Walter Lowrie on Early Church Bishops

In Walter Lowrie’s “interpretation” of Rudolph Sohm, a very convincing case is made that the “bishop” in the early church was a local church, a congregational, minister whose primary job was to preside over the Eucharist, which was a communal feast.  He writes:

Both Gentile and Jewish usage required a president at the feast, and this was particularly the case with regard to Passover, from which the Eucharistic feast was derived.  In the Eucharist there were two functions especially that fell to the part of the president: namely, the breaking of the bread, and the thanksgiving prayer.

~The Church and Its Organization in Primitive and Catholic Times, p 268

He adds that this bishop was selected on the basis of a personal leadership charismata.  The office was necessary for order, and there was naturally a leader who best fulfilled the office.  In the absence of such a person, however, a layman could step up and fulfill the role.  Lowrie quotes Tertullian, saying:

Are not also we laity priests?  …When there are no clergy thou makest the offering and baptizest and art priest for thyself alone.  When three are present, there is the Church, although they be laymen.

~De exhort. cast. c. 7.

To dismiss ideas that this is simply an aspect of Tertullian’s sectarianism, Lowrie adds:

Tertullian does not contend for this principle, he merely assumes it as a premise for his argument: therein lies the proof that it was not an individual opinion of his own, nor a distinctive tenet of Montanism, but a commonly accepted position, a primitive tradition which had not yet been successfully impugned.

~Lowrie, p 269

Lowrie gives extensive treatment to Ignatius, showing that this view of the bishop, that of congregational Eucharistic president, is precisely what is meant and that this is something qualitatively different from the later metropolitan system of bishops as heads of a larger jurisdiction.  Lowrie writes:

We have seen, however, that the single bishop and the whole organization of which he was the head is explained by the nature of the Eucharistic assembly… For Ignatius, the single bishop is the correlative of a single Eucharistic assembly, and he avails himself of the unity of organization which actually existed to press the plea for unity of worship.  This is his great remedy for schism.  He urges this point in all his epistles– except in that to the Romans.  In Ephs. c. 20 he says: “Assemble yourselves together in common, … to the end that ye may obey the bishop and the presbytery without distraction of mind; breaking one bread,” etc. Ib. c. 5: “If any one be not within the precinct of the altar, he lacketh the bread of God.  For if the prayer of one and another hath so great force, how much more that of the bishop and of the whole Church…

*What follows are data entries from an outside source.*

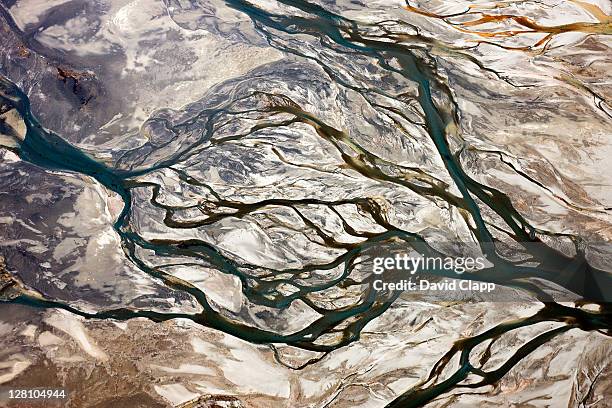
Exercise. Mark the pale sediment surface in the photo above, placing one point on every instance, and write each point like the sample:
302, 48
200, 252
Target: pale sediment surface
187, 188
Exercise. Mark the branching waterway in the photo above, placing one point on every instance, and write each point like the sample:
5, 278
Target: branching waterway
408, 90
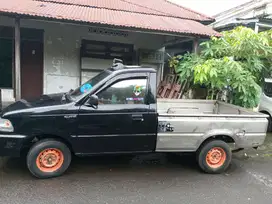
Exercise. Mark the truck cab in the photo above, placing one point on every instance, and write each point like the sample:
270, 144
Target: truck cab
265, 105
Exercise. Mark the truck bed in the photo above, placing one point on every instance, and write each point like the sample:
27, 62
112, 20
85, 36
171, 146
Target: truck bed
185, 124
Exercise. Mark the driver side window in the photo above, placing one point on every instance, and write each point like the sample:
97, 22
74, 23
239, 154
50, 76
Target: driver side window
129, 91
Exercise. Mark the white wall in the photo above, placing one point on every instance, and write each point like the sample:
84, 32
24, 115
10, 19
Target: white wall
62, 50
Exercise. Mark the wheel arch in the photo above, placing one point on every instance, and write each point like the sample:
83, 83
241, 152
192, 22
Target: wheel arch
32, 140
225, 138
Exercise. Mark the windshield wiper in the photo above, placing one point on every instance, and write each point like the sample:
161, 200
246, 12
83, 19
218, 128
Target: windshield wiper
66, 96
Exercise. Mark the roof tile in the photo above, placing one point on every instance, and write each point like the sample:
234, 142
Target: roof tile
105, 16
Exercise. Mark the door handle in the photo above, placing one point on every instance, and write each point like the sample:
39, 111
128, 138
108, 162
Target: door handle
138, 117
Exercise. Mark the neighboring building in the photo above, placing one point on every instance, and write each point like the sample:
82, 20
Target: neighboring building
65, 42
256, 14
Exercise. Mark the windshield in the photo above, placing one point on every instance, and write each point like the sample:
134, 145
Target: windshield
268, 87
87, 86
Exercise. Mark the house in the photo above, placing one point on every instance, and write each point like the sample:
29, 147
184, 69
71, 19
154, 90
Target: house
49, 46
256, 14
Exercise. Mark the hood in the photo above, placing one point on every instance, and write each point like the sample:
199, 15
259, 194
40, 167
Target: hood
44, 100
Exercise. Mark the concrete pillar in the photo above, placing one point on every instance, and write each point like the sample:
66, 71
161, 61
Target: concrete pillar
17, 47
195, 46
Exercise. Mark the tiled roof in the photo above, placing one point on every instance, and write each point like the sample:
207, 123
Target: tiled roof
153, 7
97, 14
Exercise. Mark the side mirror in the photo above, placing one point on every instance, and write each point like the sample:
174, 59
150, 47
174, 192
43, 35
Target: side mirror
92, 101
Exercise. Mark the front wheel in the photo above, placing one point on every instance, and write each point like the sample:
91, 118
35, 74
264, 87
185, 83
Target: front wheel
48, 158
214, 156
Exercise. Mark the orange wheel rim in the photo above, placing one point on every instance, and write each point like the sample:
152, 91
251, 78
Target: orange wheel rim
216, 157
50, 160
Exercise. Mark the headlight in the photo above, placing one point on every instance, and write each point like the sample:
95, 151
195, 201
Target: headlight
6, 125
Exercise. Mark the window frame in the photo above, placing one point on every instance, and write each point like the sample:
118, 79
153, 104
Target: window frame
122, 78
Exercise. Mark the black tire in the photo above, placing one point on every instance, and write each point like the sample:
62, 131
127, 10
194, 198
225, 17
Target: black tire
205, 149
41, 146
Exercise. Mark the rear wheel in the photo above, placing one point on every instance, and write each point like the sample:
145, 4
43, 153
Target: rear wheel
48, 158
214, 156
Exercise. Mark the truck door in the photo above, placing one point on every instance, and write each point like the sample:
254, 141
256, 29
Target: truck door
121, 122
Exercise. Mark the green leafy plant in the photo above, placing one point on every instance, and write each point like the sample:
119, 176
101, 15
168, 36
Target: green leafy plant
236, 62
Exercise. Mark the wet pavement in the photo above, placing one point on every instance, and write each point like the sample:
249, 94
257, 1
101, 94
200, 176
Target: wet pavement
146, 179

…Let that be held a valid Eucharist which is under the bishop or one to whom he shall have committed it.  Wheresoever the bishop shall appear, there let the people be; even as wherever Jesus is, there is the catholic Church.  It is not lawful apart from the bishop either to baptize or to hold an agape.

~ p 295

That last quote of Ignatius presses the point home: the bishop was a congregational minister.  The activities of the church were to be done in his presence, just as the Church acts in the presence of Jesus, because the bishop was regularly present at the local church.  He was to be there for every baptism or agape, except in those cases when he appoints a representative.

When the episcopacy shifted to a metropolitan administrative office, the exception became the norm, and the bishop had to appoint permanent “representatives.”  But in so doing, the presbyters effectively became Ignatian bishops, though without the name and, in a fateful shift in doctrine, without the authority.